If using GumCommon directly, you can update the GumCommon NuGet:

* GumCommon - <https://www.nuget.org/packages/FlatRedBall.GumCommon>

If using the Apos.Shapes library, update the library for your target platform:

* Gum.Shapes.MonoGame - <https://www.nuget.org/packages/Gum.Shapes.MonoGame>
* Gum.Shapes.KNI - <https://www.nuget.org/packages/Gum.Shapes.KNI>

For other platforms you need to build Gum from source.

## Breaking Changes and Migrations

### `Gum.SkiaSharp` (SkiaGum) Is Now Rendering/Layout Only

`Gum.SkiaSharp` (the SkiaGum project, covering the SkiaSharp rendering and layout code) no longer contains `GumService`. `GumService` has moved out of the core rendering package and into each SkiaSharp **host** package instead — the host being whatever windowing/canvas layer actually presents the Skia surface:

* **.NET MAUI** — the `Gum.SkiaSharp.Maui` NuGet package ships its own `GumService`.
* **WPF** — the `SkiaGum.Wpf` project ships its own `GumService`.
* **A custom or bring-your-own-canvas host** (for example Silk.NET) with no dedicated Gum package — `GumService` for these hosts is currently shared **source** rather than a compiled NuGet package; see the `Runtimes/SkiaGum.Standalone` folder in the Gum repo for the file to link into your project.

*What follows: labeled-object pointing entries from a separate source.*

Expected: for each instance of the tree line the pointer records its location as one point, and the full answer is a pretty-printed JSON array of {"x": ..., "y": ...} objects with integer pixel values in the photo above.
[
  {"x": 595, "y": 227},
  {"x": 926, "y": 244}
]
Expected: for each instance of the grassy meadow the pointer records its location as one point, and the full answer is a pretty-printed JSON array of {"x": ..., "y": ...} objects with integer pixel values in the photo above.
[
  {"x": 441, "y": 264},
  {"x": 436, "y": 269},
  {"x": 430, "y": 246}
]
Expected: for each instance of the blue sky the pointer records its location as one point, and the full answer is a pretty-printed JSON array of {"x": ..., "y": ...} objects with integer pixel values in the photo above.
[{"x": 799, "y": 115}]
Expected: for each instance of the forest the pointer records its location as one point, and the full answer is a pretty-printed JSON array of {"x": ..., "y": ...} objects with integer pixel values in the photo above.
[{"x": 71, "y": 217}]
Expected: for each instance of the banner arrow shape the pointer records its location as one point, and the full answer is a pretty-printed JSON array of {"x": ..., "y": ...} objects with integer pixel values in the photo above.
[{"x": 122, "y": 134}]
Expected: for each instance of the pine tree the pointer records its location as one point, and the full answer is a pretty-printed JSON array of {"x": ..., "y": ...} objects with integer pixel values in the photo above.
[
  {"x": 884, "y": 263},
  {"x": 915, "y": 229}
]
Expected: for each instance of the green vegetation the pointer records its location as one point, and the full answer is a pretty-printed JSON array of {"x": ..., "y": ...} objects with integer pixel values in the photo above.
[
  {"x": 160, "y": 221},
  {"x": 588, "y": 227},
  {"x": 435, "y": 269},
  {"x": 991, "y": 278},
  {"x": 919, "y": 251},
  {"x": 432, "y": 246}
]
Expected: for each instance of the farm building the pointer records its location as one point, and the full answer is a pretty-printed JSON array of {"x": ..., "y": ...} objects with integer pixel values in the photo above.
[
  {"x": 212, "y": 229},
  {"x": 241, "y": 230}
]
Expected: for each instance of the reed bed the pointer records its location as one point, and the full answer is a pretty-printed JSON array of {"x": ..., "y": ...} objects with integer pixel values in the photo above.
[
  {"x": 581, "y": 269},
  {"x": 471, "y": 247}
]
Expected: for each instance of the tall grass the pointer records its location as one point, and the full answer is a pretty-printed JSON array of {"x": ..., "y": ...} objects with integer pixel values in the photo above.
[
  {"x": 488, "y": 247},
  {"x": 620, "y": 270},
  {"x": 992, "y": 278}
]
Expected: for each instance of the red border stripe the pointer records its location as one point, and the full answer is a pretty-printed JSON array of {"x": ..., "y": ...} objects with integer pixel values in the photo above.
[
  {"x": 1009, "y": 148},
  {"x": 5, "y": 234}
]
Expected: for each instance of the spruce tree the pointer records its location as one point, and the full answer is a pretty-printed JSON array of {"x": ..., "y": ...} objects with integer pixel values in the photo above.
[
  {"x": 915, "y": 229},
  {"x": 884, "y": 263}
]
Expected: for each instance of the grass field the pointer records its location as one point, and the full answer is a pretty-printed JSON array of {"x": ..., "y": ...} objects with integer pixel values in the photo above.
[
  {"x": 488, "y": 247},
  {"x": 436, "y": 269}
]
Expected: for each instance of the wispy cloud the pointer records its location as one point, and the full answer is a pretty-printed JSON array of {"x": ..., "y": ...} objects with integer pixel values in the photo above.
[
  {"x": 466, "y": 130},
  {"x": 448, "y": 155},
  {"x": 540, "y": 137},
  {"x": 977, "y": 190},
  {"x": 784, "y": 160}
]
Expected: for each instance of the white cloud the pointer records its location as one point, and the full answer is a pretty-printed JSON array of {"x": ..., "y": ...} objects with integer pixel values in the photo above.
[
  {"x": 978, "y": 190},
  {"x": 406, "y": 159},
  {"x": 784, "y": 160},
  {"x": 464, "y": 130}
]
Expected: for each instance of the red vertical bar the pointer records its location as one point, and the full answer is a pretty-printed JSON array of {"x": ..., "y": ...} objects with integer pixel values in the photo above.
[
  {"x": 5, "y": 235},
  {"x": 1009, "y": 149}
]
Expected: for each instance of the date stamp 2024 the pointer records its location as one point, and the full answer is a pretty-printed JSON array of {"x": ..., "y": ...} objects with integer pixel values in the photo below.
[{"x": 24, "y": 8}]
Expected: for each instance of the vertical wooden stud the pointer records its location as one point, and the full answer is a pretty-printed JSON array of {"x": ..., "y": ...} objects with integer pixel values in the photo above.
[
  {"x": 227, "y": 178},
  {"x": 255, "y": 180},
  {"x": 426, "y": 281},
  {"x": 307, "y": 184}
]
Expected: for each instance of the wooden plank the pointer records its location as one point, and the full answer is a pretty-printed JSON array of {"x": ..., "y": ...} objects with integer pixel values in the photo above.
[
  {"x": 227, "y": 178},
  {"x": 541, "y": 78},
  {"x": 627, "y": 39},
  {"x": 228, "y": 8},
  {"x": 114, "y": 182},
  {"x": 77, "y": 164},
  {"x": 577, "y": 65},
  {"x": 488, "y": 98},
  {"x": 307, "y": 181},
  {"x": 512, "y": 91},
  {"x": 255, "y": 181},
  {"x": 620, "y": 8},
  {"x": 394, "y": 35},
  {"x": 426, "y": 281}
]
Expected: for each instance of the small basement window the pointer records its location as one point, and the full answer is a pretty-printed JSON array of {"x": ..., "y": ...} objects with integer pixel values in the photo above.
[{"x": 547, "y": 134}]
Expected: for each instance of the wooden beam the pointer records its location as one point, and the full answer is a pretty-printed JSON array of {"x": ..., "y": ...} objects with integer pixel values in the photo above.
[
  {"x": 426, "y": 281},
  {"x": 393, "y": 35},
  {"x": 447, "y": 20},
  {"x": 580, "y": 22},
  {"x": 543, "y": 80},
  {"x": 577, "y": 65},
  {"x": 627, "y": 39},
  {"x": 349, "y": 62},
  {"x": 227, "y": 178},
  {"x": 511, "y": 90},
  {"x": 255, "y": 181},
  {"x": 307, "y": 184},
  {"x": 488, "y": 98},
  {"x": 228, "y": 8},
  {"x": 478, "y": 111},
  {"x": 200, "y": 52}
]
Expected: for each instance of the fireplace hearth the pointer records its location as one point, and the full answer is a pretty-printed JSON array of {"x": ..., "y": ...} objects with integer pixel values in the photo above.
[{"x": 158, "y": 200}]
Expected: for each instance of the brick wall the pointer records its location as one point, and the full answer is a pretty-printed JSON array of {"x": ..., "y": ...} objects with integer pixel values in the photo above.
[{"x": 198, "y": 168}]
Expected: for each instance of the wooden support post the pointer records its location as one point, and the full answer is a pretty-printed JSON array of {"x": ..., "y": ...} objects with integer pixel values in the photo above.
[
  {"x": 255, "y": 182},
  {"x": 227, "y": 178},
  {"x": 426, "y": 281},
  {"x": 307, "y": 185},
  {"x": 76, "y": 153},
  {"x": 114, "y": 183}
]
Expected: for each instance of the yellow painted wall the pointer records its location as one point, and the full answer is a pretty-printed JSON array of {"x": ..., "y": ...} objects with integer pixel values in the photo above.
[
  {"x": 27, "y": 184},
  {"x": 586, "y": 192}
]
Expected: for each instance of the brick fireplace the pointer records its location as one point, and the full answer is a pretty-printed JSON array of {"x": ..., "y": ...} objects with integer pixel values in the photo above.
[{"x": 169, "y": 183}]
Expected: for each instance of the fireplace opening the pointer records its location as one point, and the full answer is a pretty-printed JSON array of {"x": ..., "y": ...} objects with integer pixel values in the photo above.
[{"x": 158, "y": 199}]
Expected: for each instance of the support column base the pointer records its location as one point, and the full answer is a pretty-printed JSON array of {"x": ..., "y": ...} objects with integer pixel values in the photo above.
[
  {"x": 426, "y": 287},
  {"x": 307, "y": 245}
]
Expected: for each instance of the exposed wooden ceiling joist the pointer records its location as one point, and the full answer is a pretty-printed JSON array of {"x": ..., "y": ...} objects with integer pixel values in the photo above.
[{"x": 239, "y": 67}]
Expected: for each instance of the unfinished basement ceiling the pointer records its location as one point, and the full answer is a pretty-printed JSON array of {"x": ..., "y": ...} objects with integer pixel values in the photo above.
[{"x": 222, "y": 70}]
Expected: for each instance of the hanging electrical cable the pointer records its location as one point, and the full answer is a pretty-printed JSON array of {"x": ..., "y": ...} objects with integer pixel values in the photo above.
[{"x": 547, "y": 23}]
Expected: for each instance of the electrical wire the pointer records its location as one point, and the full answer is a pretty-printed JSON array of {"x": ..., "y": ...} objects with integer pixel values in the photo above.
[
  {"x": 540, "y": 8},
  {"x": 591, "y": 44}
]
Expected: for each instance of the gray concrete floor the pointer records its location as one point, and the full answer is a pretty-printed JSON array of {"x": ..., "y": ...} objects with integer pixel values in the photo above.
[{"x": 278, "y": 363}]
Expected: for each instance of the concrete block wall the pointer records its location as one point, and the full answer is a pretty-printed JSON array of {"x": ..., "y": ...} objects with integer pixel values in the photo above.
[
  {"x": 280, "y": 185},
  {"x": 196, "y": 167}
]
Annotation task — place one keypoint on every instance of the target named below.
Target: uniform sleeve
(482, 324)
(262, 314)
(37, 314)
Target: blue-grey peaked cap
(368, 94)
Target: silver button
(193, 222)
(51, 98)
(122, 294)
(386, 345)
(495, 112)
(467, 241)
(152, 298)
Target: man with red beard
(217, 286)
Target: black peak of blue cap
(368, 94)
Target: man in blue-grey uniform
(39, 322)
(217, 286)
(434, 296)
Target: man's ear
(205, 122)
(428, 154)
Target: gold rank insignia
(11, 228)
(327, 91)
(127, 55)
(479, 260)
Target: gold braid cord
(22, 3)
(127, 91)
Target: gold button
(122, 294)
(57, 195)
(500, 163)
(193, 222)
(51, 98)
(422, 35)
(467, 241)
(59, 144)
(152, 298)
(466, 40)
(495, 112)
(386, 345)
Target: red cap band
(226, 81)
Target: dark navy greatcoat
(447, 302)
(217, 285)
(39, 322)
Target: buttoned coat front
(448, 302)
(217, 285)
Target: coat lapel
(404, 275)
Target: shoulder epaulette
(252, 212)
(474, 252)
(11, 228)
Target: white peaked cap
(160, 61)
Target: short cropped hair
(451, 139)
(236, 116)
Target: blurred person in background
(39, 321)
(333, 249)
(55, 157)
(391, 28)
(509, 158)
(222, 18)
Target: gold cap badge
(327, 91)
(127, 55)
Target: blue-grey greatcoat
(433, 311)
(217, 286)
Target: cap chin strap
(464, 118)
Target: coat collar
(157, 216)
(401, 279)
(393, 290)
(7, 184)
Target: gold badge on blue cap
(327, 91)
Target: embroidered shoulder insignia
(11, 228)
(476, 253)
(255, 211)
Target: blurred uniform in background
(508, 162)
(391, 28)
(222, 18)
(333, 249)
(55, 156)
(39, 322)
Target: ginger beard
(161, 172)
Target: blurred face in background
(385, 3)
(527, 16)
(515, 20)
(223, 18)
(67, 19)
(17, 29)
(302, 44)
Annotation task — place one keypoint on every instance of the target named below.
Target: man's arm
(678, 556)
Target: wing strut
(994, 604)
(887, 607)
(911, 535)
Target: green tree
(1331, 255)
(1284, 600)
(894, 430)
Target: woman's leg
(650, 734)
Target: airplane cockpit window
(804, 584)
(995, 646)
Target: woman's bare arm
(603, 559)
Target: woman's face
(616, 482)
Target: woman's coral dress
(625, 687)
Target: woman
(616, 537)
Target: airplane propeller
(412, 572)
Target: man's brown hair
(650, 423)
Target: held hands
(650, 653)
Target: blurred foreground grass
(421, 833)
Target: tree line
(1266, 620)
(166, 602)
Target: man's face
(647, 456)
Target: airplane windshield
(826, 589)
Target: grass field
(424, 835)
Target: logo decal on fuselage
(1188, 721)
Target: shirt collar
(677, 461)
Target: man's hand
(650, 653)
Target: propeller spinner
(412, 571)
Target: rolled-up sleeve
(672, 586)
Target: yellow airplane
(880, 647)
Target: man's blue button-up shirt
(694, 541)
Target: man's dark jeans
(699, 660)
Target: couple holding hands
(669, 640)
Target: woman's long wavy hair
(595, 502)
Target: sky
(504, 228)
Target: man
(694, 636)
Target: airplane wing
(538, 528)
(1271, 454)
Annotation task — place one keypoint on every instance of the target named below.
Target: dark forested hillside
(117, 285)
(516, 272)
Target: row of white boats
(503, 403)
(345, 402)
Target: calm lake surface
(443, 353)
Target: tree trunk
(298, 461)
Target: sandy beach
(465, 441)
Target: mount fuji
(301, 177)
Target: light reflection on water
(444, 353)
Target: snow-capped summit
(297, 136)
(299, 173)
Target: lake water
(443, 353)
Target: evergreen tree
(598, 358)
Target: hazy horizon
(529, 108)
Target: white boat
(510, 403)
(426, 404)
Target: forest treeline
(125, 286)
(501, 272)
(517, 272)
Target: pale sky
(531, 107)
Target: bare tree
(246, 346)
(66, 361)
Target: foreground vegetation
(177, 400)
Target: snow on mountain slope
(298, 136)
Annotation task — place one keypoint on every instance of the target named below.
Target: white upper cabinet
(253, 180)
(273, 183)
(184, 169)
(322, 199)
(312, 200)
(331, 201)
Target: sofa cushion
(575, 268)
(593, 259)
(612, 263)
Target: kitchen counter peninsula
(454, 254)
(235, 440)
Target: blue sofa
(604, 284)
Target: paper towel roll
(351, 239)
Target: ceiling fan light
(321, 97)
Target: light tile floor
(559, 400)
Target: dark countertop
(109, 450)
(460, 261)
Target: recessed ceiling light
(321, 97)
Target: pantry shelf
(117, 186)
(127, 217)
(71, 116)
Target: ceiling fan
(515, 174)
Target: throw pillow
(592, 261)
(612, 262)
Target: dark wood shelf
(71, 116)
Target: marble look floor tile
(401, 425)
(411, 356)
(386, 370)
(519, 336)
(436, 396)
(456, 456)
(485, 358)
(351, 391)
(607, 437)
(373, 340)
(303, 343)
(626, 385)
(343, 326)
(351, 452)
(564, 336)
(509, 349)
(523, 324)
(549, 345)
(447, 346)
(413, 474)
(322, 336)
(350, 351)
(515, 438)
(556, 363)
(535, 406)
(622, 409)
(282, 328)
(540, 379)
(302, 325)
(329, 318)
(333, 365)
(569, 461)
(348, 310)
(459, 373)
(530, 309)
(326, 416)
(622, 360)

`GumService` keeps the same `Gum` namespace and the same API in every host — this is not a namespace or API-shape change, only a change in which package provides the type. Existing `using Gum;` directives and `GumService.Default.Initialize(...)` call sites are unaffected once the type is available again from the right host package.

{% hint style="warning" %}
**This is a hard break, not a soft one.** Unlike the V1/V2 Forms visuals change below, `Gum.SkiaSharp`'s `GumService` is removed outright — there is no `[Obsolete]` shim. Code that referenced `GumService` through `Gum.SkiaSharp` alone fails to compile (`CS0246`) after upgrading, until you add a reference to the appropriate host package. Real-world impact is expected to be near-zero: there are no known projects outside the Gum repo that referenced `Gum.SkiaSharp`'s `GumService` directly before this release.
{% endhint %}

### V1 and V2 Forms Default Visuals Are Now `[Obsolete]`

Gum Forms controls get their appearance from a *default visual* class per control. There have been three generations of these default visuals:

* **V1** — the `Default*Runtime` classes (`DefaultButtonRuntime`, `DefaultCheckboxRuntime`, and so on). These are the original Forms visuals, built on solid-color `ColoredRectangle` backgrounds.
* **V2** — the `*Visual` classes (`ButtonVisual`, `CheckBoxVisual`, and so on). These use nine-slice textured backgrounds with centralized styling.
* **V3** — the current generation, with color-driven styling. This is the only generation wired up completely across all platforms.

The V1 (`Default*Runtime`) and V2 (`*Visual`) classes, along with the `DefaultVisualsVersion.V1` and `DefaultVisualsVersion.V2` enum values, are now marked `[Obsolete]`. They still compile and work, but each use produces a `CS0618` compiler warning:

```
warning CS0618: 'DefaultVisualsVersion.V2' is obsolete
```

They are slated for removal in a future release. To migrate, pass `DefaultVisualsVersion.V3` (or `DefaultVisualsVersion.Newest`) to `GumService.Initialize` / `FormsUtilities.InitializeDefaults`:

❌ Old:

```csharp
// Initialize
GumService.Default.Initialize(
    this,
    defaultVisualsVersion: DefaultVisualsVersion.V2);
```

✅ New:

```csharp
// Initialize
GumService.Default.Initialize(
    this,
    defaultVisualsVersion: DefaultVisualsVersion.V3);
```

{% hint style="info" %}
**Switching visual versions is not purely cosmetic.** The different generations build **different visual trees** — different child structure and different named children. Projects that reach into a control's visual tree by name, or that customize the default visuals, may need adjustments beyond swapping the enum value. This is why V1 and V2 are only deprecated, not removed: you can keep compiling against them while you migrate the surrounding code, then move to V3 once your visual-tree customizations are updated.